Al ver que no respondía, la desesperación se apoderó de ella.
Con manos temblorosas, alcanzó los lazos de su túnica.
La seda cedió; sus prendas exteriores se deslizaron de sus hombros, revelando la pálida y esbelta curva de su cuello bajo la luz de la lámpara.
—No me alejes… —suplicó en voz baja, acercándose—.
Permíteme quedarme a tu lado…
El cuerpo de Dorian se tensó, solo un poco.
Bajó la mirada hacia la mujer que tenía delante.
Hubo un tiempo en el que, en verdad, le había tenido afecto.
Aunque ahora veía a través de su cuidadosamente labrada dulzura, aunque su engaño quedaba al descubierto ante él… aun así, la visión de ella desechando su orgullo, rebajándose tan completamente en una súplica… removió algo en su interior.

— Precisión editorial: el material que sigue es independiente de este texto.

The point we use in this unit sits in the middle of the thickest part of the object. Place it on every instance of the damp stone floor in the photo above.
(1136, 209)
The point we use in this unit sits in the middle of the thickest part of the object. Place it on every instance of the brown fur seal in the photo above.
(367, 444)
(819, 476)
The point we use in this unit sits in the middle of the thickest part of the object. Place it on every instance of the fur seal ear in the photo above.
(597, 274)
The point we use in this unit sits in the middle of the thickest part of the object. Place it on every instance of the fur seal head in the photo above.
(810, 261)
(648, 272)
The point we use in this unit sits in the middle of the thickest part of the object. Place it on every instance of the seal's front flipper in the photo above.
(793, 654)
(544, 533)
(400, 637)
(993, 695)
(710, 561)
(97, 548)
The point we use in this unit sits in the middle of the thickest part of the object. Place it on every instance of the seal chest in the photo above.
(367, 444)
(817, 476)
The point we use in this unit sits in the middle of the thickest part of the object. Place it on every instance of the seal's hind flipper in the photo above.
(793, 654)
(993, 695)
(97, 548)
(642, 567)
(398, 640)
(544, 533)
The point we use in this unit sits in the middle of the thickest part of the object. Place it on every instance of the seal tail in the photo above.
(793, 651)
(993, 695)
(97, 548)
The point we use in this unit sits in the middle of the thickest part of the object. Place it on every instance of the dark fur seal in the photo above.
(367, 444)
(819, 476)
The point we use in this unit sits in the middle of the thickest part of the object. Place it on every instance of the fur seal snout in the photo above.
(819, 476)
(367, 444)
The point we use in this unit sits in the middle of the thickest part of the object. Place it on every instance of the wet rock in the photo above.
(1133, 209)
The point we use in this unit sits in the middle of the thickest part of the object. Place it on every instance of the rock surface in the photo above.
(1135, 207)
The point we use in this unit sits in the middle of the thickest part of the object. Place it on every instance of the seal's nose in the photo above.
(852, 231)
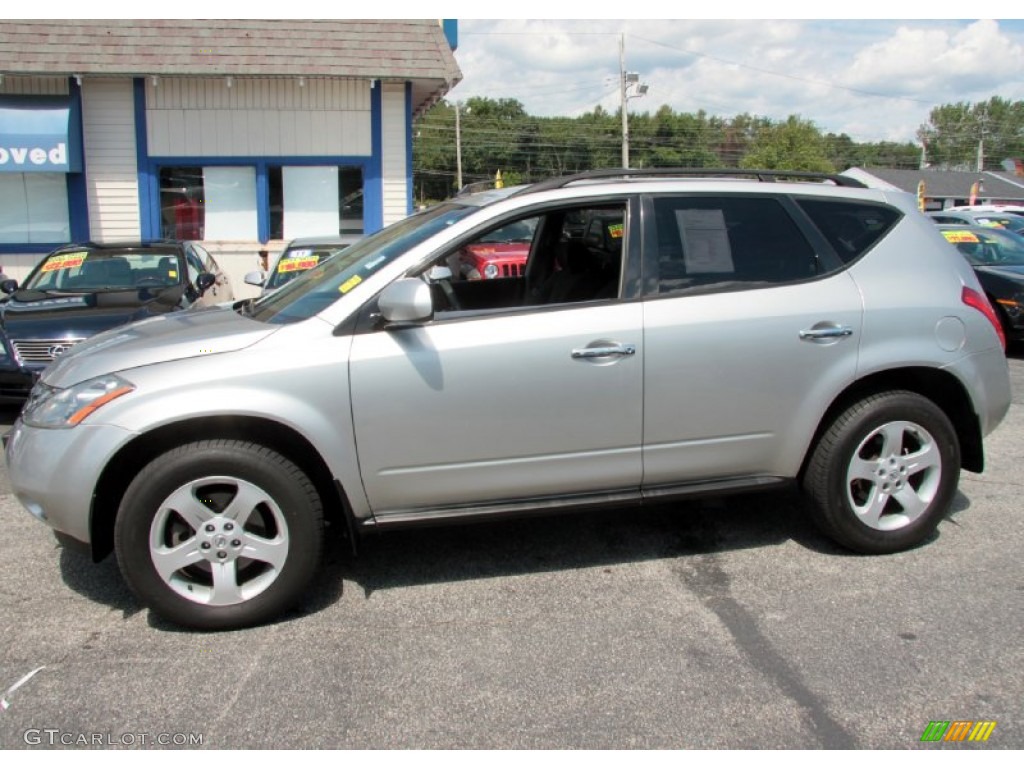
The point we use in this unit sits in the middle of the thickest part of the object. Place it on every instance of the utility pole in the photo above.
(458, 150)
(622, 89)
(627, 79)
(981, 143)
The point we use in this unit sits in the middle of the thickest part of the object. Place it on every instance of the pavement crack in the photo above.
(706, 578)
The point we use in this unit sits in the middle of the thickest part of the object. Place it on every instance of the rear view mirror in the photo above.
(205, 282)
(255, 278)
(407, 301)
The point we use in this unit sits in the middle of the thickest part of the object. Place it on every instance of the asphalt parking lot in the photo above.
(726, 624)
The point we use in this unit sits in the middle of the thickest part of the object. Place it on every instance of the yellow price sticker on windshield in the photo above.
(65, 261)
(297, 263)
(961, 237)
(349, 284)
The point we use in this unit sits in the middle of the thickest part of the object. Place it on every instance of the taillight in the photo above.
(980, 302)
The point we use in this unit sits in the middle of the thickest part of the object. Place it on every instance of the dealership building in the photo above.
(242, 134)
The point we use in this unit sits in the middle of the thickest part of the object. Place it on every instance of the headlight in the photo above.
(62, 409)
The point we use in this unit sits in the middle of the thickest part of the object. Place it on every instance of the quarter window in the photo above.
(851, 227)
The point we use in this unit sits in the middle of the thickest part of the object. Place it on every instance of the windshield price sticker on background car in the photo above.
(349, 284)
(961, 237)
(65, 261)
(297, 263)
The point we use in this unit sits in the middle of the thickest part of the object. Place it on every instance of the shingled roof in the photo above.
(945, 183)
(406, 50)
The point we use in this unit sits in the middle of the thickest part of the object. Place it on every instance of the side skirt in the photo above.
(570, 503)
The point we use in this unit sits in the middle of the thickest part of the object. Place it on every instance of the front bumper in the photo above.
(15, 384)
(53, 472)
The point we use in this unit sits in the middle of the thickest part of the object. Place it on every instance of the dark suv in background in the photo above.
(80, 290)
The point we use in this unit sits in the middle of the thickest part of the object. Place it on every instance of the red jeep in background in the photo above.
(499, 254)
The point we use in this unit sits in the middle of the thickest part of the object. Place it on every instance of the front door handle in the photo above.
(624, 350)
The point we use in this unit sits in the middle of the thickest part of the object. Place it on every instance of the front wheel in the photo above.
(219, 535)
(885, 472)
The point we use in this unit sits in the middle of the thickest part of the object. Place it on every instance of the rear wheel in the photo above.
(885, 473)
(219, 535)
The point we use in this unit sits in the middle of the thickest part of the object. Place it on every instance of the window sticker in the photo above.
(298, 263)
(349, 284)
(65, 261)
(706, 241)
(961, 237)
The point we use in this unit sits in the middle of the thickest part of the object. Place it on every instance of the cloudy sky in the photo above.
(871, 79)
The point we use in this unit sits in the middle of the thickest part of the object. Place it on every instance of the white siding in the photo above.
(278, 117)
(394, 160)
(34, 86)
(112, 174)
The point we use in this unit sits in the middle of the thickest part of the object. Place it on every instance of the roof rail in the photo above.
(558, 182)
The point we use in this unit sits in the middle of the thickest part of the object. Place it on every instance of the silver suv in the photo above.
(669, 334)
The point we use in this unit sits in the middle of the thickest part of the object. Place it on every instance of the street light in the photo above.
(630, 87)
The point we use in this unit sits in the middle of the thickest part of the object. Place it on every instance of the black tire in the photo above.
(877, 498)
(237, 529)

Al final, su corazón vaciló.
Yvaine, al percibir el cambio, insistió con voz temblorosa: —Sé… que todavía me guardas en tu corazón.
Por favor… no me alejes.
Dorian exhaló lentamente.
—A partir de mañana —dijo al fin—, irás a la sala de caridad a recuperarte.
La sala de caridad… un lugar de tranquilo aislamiento, pero aun así, dentro de la misma capital.
Esto no era el exilio.
Yvaine cayó pesadamente de rodillas, su frente golpeando el suelo en repetidas reverencias.
—¡Gracias, mi señor!
Gracias…
Dorian se agachó y le tomó la mano, ayudándola a levantarse con delicadeza; y luego, sin más palabras, la condujo hacia la cámara interior.
Yvaine lo siguió, su expresión suavizándose en algo delicado y dócil mientras pasaba los brazos alrededor de la cintura de él…
***
Al amanecer del día siguiente, la noticia se extendió por la residencia Valehart:
Yvaine Emberlyn no sería enviada a un convento fuera de la ciudad, sino a la sala de caridad dentro de la capital.
Cuando esto llegó al patio de Caelith, no mostró ni el más mínimo rastro de ira.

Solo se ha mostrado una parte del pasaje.